Apesar das acusações detalhadas, o processo não especifica como os advogados de Collins obtiveram os dados que embasam a denúncia. O texto alega que o Spotify “deliberadamente ignora as reproduções fraudulentas” para aumentar seus números de usuários e receitas publicitárias.
“Para o Spotify, mais usuários e reproduções significam mais receita publicitária, desde que a verdadeira origem das reproduções permaneça oculta”, afirma o documento judicial.
As novas alegações surgem poucas semanas após Drake perder um processo que ele mesmo havia movido contra a Universal Music Group (UMG). O rapper acusava sua gravadora de usar bots para inflar o sucesso da faixa “Not Like Us”, de Kendrick Lamar, uma música que o atacava diretamente.
Drake afirmou em documento judicial que a UMG “conspirou, pagou ou fez com que pagamentos fossem feitos a terceiros desconhecidos para usar ‘bots’ para inflar artificialmente” as reproduções da música. O Spotify respondeu chamando as acusações de “falsas”, “absurdas” e “especulativas”.
A juíza responsável pelo caso rejeitou o processo, considerando que as alegações eram baseadas apenas em “tweets de fãs e comentários online”. Ainda assim, o episódio evidenciou como o streaming fraudulento se tornou uma arma nas disputas entre gigantes da música.

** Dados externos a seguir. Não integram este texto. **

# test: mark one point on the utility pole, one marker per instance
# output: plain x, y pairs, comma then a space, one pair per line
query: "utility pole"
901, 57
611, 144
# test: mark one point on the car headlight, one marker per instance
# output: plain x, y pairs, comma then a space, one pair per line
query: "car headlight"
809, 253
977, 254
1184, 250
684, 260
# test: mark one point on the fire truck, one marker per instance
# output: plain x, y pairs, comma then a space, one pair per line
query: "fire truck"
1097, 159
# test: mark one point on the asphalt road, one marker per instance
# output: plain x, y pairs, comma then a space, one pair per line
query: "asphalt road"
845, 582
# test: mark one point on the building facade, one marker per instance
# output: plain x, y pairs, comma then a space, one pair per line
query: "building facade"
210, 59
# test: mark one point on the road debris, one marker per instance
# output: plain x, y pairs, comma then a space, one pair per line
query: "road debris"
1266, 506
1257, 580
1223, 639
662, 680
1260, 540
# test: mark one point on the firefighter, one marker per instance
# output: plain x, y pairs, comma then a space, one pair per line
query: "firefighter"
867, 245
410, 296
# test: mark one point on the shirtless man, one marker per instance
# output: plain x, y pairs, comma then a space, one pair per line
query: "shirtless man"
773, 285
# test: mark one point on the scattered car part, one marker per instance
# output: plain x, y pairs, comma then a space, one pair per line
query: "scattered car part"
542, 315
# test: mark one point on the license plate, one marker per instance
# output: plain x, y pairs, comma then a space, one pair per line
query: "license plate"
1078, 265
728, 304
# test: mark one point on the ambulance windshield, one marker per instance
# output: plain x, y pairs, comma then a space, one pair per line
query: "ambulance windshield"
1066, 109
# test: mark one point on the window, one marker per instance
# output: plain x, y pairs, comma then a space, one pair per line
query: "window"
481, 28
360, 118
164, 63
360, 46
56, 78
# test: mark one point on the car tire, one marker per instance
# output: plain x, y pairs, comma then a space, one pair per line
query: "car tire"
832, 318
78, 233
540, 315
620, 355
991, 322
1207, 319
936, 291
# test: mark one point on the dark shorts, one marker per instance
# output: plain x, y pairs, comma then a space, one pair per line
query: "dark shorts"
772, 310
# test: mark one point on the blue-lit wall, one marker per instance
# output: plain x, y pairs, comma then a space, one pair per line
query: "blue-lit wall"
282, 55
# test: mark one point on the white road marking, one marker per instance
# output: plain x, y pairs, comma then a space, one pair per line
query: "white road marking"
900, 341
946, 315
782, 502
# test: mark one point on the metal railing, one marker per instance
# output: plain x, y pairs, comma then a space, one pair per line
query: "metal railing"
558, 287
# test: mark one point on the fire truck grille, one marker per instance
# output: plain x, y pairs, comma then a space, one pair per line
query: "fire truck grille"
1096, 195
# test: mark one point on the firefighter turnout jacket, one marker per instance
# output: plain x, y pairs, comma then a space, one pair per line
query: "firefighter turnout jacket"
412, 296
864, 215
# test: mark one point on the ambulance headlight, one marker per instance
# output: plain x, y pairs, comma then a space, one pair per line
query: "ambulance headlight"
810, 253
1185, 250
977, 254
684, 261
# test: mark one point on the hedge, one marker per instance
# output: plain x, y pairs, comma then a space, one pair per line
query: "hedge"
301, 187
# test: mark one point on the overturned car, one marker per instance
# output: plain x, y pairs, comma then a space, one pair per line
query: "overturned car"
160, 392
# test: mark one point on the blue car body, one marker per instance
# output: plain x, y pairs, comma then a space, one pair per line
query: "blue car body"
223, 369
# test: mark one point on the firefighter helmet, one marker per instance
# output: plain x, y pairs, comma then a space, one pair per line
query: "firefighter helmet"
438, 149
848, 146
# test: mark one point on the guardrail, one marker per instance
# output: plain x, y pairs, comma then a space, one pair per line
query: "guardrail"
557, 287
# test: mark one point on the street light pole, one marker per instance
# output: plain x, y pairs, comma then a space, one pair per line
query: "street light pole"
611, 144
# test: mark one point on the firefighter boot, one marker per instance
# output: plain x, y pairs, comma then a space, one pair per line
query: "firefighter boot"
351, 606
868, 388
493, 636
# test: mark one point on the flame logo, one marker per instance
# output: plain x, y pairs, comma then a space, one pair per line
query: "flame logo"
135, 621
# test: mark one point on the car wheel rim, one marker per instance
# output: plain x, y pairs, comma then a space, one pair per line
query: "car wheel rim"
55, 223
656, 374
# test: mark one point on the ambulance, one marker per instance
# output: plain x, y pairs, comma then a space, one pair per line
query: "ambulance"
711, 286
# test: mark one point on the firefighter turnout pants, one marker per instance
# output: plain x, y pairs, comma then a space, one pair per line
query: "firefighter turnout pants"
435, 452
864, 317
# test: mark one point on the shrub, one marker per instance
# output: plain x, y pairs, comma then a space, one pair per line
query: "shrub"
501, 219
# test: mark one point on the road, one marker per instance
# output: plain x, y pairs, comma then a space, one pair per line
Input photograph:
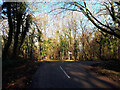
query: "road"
68, 75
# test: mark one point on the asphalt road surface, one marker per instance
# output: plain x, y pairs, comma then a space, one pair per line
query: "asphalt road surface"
69, 75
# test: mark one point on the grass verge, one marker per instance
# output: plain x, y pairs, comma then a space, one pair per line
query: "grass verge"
18, 73
111, 69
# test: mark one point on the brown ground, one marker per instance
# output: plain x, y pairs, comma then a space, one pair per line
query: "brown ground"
115, 76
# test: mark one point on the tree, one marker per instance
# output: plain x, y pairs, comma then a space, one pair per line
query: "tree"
110, 6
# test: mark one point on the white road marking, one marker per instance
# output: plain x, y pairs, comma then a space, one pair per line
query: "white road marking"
64, 72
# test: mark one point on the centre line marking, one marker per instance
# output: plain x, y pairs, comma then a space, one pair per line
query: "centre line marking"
64, 72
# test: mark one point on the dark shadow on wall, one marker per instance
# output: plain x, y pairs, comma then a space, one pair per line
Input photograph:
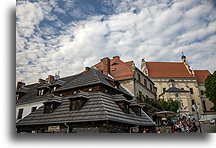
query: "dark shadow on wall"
15, 137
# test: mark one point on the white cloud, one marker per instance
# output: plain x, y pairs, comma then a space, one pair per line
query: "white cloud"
156, 31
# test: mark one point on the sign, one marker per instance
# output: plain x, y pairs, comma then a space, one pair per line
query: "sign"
195, 107
53, 128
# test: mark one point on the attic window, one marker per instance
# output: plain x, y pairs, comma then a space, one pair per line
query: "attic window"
77, 101
17, 96
115, 63
40, 92
124, 106
50, 107
77, 104
136, 109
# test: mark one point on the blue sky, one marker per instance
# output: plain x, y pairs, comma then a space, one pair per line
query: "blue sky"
69, 35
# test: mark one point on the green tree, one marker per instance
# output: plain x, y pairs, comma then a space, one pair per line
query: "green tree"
210, 89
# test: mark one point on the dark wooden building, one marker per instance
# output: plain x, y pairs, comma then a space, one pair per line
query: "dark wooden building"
90, 102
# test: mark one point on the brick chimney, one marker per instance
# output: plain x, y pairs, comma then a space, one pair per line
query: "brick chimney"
41, 81
20, 85
116, 57
106, 65
50, 78
87, 68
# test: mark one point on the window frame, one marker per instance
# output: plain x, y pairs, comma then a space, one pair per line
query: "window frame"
20, 113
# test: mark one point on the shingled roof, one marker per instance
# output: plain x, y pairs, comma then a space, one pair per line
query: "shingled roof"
201, 75
118, 69
91, 77
168, 69
99, 107
174, 89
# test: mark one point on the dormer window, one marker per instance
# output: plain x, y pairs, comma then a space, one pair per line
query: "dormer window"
77, 101
40, 92
122, 102
76, 104
123, 105
17, 96
52, 103
20, 93
136, 109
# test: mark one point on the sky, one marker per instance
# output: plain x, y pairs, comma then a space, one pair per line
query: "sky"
69, 35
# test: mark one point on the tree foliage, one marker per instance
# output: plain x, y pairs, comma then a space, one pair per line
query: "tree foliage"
169, 105
210, 89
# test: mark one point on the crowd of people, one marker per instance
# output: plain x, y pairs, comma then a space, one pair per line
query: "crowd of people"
184, 125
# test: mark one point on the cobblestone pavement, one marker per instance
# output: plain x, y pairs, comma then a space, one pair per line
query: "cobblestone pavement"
208, 128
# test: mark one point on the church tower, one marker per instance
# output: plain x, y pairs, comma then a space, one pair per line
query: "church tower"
144, 68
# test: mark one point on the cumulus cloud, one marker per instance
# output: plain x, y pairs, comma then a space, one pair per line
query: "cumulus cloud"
150, 29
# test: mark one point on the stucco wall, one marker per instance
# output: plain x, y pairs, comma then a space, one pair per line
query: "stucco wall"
27, 108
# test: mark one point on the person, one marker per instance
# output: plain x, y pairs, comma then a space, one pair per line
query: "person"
193, 128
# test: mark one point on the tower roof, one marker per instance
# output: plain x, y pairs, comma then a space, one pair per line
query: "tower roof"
168, 69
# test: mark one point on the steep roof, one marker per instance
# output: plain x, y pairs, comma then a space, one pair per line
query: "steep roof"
99, 107
90, 77
168, 69
174, 89
118, 69
201, 75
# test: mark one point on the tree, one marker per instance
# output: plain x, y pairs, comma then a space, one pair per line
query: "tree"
210, 89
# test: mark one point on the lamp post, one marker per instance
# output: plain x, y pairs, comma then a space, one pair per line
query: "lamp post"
196, 107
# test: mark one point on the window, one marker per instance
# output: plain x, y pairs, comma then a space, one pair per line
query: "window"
33, 109
20, 113
202, 92
193, 102
77, 104
123, 106
40, 92
17, 96
151, 87
145, 82
136, 109
50, 107
138, 76
204, 105
191, 90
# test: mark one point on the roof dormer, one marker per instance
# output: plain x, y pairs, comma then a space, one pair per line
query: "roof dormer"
78, 100
42, 90
122, 102
52, 103
136, 108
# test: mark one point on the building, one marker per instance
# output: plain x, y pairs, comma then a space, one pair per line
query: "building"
89, 102
177, 80
127, 74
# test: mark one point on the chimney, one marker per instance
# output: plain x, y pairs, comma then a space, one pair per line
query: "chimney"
116, 57
50, 78
20, 85
106, 65
88, 68
40, 81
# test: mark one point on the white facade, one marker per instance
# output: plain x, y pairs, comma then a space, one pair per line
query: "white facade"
27, 108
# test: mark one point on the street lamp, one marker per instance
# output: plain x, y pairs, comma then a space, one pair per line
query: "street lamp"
196, 107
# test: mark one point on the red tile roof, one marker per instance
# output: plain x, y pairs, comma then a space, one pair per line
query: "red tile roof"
201, 75
168, 69
118, 69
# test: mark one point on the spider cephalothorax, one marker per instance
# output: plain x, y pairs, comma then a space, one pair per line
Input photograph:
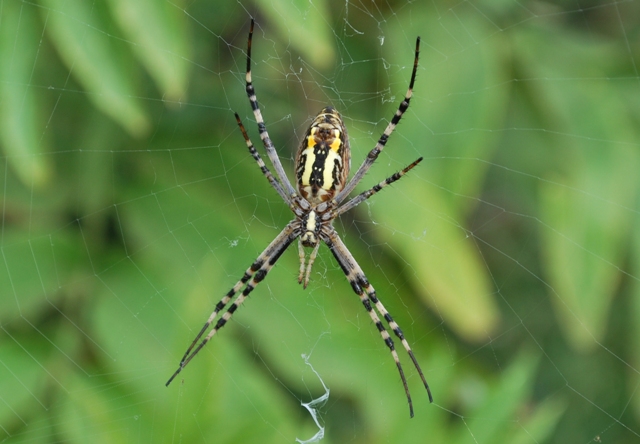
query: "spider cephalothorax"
322, 169
324, 158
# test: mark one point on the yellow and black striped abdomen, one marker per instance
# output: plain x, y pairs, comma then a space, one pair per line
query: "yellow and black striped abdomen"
324, 158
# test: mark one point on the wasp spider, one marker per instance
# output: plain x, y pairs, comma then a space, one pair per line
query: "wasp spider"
322, 167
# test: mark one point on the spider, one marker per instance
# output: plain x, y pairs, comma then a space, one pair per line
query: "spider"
322, 168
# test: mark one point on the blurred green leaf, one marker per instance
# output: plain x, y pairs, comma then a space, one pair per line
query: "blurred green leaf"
585, 203
96, 58
296, 21
450, 274
158, 33
21, 133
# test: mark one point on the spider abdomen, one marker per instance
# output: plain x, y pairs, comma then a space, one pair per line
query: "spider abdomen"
324, 158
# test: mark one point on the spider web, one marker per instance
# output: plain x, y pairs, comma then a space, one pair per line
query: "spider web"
510, 256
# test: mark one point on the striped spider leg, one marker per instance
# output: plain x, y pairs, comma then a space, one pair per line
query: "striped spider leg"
322, 164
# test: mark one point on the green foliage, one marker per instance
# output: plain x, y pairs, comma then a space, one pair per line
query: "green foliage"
130, 205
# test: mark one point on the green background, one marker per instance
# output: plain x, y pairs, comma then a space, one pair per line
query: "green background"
130, 205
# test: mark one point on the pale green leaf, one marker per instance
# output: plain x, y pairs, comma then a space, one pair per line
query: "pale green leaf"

Estudos publicados na França, no Reino Unido e nos Estados Unidos mostram que as fraudes em streaming não são exceção, mas um sintoma de um sistema vulnerável a automatizações, manipulações e incentivos financeiros distorcidos.
De acordo com a Rolling Stone, os streams falsos podem custar aos artistas até US$ 300 milhões por ano, valor que tende a crescer à medida que a inteligência artificial facilita a criação de faixas e perfis automatizados.
Enquanto o processo de RBX tenta abrir um precedente inédito contra o Spotify, o debate sobre transparência, remuneração e responsabilidade digital ganha força entre artistas e gravadoras. A ação pode redefinir a forma como a música é medida, vendida e, sobretudo, quem realmente lucra com cada play.